The paper’s abstract: “Research on trust and Organizational Citizenship Behavior (OCB) has focused mostly on how OCB performance may be a consequence of trusting relationships. However, recent studies of trust have sought to both broaden and deepen our understanding of trust and develop our appreciation of the complexity of the construct. This paper examines how contemporary treatments of trust enhance our understanding of how trust and OCB performance interrelate. We argue that the relationship between trust and OCB is best modeled as reciprocal taking the form of a double reinforcing spiral. We further discuss how this model informs our understanding of felt trust, trust violation, and trust recovery.”
As part of the “Managing the Meaning of Social and Market Logics in Mission-driven Organizations” symposium, Elena Kennedy, assistant professor of entrepreneurship, presented the paper “Navigating logics: Measuring Performance in Social Enterprises.”
Kennedy was also a presenter in the “Entrepreneurship and Sustainability” paper session. She presented the paper “Business model innovation for simultaneously creating social value and capturing economic value,“ which she co-authored with Nardia Haigh, University of Massachusetts-Boston.
The paper’s abstract: “This study investigated the nature of business model innovation (BMI) seeking to simultaneously create social value and capture economic value through the examination of twenty-four social enterprises that underwent BMI. Three business model components (value proposition/value creation/value capture) and two drivers of BMI (necessity/opportunity) were treated orthogonally to reveal four patterns of BMI: Mission Expansion, Impact Expansion, Assimilation, and Revenue Expansion. These patterns suggest that social entrepreneurs only prioritize economic value capture over social value creation when economic sustainability is at risk, and in the absence of such risk BMI will simultaneously enhance social value creation and economic value capture.”
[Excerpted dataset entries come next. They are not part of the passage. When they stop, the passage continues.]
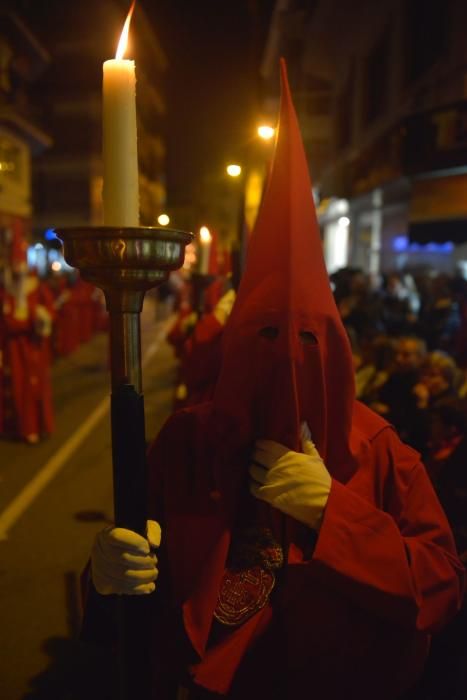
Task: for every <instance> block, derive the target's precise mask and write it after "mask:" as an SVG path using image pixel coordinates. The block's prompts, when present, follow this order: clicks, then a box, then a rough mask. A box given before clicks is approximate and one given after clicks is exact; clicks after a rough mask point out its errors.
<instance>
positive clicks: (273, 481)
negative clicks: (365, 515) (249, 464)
mask: <svg viewBox="0 0 467 700" xmlns="http://www.w3.org/2000/svg"><path fill="white" fill-rule="evenodd" d="M302 446H303V453H302V452H293V451H292V450H289V449H287V447H284V445H280V444H279V443H278V442H274V441H273V440H257V442H256V444H255V450H254V453H253V460H252V462H253V463H252V464H251V466H250V491H251V493H252V494H253V496H255V498H259V499H260V500H262V501H265V502H266V503H269V505H271V506H273V507H274V508H277V510H280V511H281V512H282V513H285V514H286V515H290V516H291V517H292V518H295V520H298V521H299V522H301V523H303V524H304V525H307V526H308V527H311V528H313V529H314V530H319V527H320V525H321V521H322V518H323V514H324V509H325V507H326V503H327V500H328V497H329V492H330V490H331V482H332V479H331V475H330V474H329V472H328V470H327V469H326V465H325V464H324V462H323V460H322V459H321V457H320V456H319V453H318V451H317V449H316V447H315V446H314V444H313V442H312V441H311V440H310V439H309V435H307V434H306V430H305V429H304V428H302Z"/></svg>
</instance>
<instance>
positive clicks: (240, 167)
mask: <svg viewBox="0 0 467 700" xmlns="http://www.w3.org/2000/svg"><path fill="white" fill-rule="evenodd" d="M226 170H227V174H228V175H230V177H238V176H239V175H240V173H241V172H242V168H241V166H240V165H237V164H235V163H231V164H230V165H228V166H227V168H226Z"/></svg>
During the paper session “What is Cultural Distance and Its Impact?,” Rosey Bao, assistant professor of strategic management, presented the paper “The Role of National Culture and Corruption on Managing Earnings Around the World.” Bao and her co-author, Krista Lewellyn, University of Wyoming, received the Academy of Management’s International Management Division Best Paper Award.
The paper’s summary: “Earnings management is ‘the practice of distorting the true financial performance of the company.’ This paper argues that the national context is a key element to understanding why managers exercise their discretion with respect to managing earning in firms around the world. Drawing from institutional theory (Dimaggio & Powell, 1983), and using a sample of 39,715 firms from a mix of developing (12) and developed (14) countries for the 2013 time period, this research shows empirically that the cognitive institution of national culture along with the normative institution of corruption have significant influences on the magnitude of earnings management. This research also finds that these national contextual variables interact such that the cultural dimensions exert moderating effects on the relationship between corruption and earnings management.”
Sean McMahon, assistant professor of entrepreneurship, spoke on a panel in the workshop “Bridging the Science-Practice Gap: How to Translate Research for Practitioners and the Public.” The panel discussed the current state of the research-practice divide and how “boundary spanners” have developed bridges between the academic and practitioner communities.
Founded in 1936, the Academy of Management is the preeminent professional association for management and organization scholars, and serves nearly 20,000 members.